2015年12月、シアトル市議会で開かれた有償運転手の集会に、運転手の労働組合結成を可能にする新法を支持する人々が集まった。(GeekWire Photo / Taylor Soper)

チームスターズはシアトルのデモを主催し、水曜日にシアトル・タコマ国際空港付近で開催されます。このデモに合わせて、同労働組合は560件の乗車を分析し、シアトルにおけるUberとLyftの中央値テイクレートは31%であるとする報告書を発表しました。

「これが、全国のドライバーたちが『私たちは車代を払う人々であり、車にガソリンを入れる人々であり、道路上のすべてのリスクを負う人々であり、公平な機会を得る権利がある』と訴える行動の原動力となっている」とチームスターズの組織者ジョシュア・ウェルター氏は語った。

Uberは報告書の主張に異議を唱えている。「当社のプラットフォームはドライバーに機会を提供し、確実かつ柔軟な収入源を提供することで、独立系雇用の未来を後押しします」とハンブリー氏は報告書に応えて述べた。

ウーバーが共同設立し認可しているドライバー協会「ドライブ・フォワード」のマシュー・ウォルド氏は声明の中で、シアトルのデモ参加者は「シアトル地域で毎週配車サービスを提供している何千人ものドライバーの意見を代表していない」と述べた。

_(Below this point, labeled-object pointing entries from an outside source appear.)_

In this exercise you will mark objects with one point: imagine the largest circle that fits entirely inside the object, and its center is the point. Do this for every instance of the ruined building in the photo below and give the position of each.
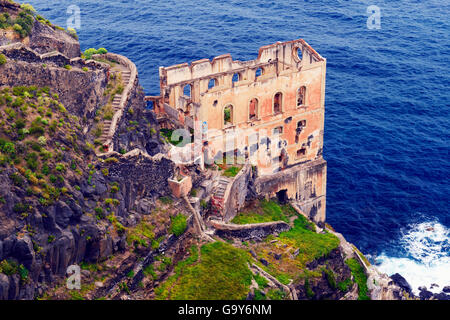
(268, 112)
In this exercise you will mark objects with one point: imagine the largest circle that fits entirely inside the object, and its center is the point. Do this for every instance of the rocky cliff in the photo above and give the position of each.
(65, 200)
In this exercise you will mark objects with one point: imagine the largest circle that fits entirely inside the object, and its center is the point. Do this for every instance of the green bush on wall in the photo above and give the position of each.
(88, 53)
(2, 59)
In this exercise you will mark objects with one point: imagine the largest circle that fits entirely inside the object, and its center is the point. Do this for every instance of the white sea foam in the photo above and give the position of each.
(427, 260)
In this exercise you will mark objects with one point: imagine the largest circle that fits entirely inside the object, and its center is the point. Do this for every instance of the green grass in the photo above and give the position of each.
(142, 234)
(220, 273)
(311, 245)
(261, 281)
(276, 294)
(265, 211)
(360, 278)
(178, 224)
(231, 172)
(345, 285)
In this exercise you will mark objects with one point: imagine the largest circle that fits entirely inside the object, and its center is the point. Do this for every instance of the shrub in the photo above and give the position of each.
(91, 51)
(42, 140)
(8, 267)
(9, 148)
(111, 160)
(73, 33)
(60, 167)
(17, 179)
(2, 59)
(31, 159)
(21, 207)
(28, 8)
(178, 224)
(360, 278)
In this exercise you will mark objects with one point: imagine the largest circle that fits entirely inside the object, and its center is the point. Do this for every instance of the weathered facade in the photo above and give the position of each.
(268, 111)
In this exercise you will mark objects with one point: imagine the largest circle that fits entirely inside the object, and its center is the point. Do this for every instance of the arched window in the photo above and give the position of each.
(228, 115)
(277, 103)
(187, 90)
(253, 109)
(212, 83)
(301, 153)
(301, 96)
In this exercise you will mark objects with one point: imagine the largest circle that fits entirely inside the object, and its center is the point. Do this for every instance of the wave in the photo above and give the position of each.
(426, 258)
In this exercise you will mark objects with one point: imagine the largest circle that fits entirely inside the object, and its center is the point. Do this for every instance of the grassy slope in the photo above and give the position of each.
(220, 272)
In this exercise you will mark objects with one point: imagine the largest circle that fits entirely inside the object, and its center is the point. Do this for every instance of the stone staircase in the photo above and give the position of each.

UberのIPOは今週末までに予定されている。同社は投資家に対し、水曜日のデモで生じた問題がUberの基盤となる事業に悪影響を及ぼす可能性があると警告している。

ドライバーは現在、正社員と同様の保護を受けられない独立請負業者として分類されています。もしこれが変更された場合、UberはSECへの提出書類の中で、「ドライバーへの報酬として多額の追加費用が発生する可能性があり、これには賃金・時間法(最低賃金、残業代、食事・休憩時間の要件を含む)の適用に関連する費用、従業員の福利厚生、社会保障費、税金、罰金などが含まれる可能性があります」と述べています。

SECの文書には、「このような再分類は、当社のビジネスモデルを根本的に変更する必要があり、結果として当社の事業と財務状況に悪影響を及ぼすことになる」と記されている。

編集者注: このストーリーは Drive Forward からのコメントにより更新されました。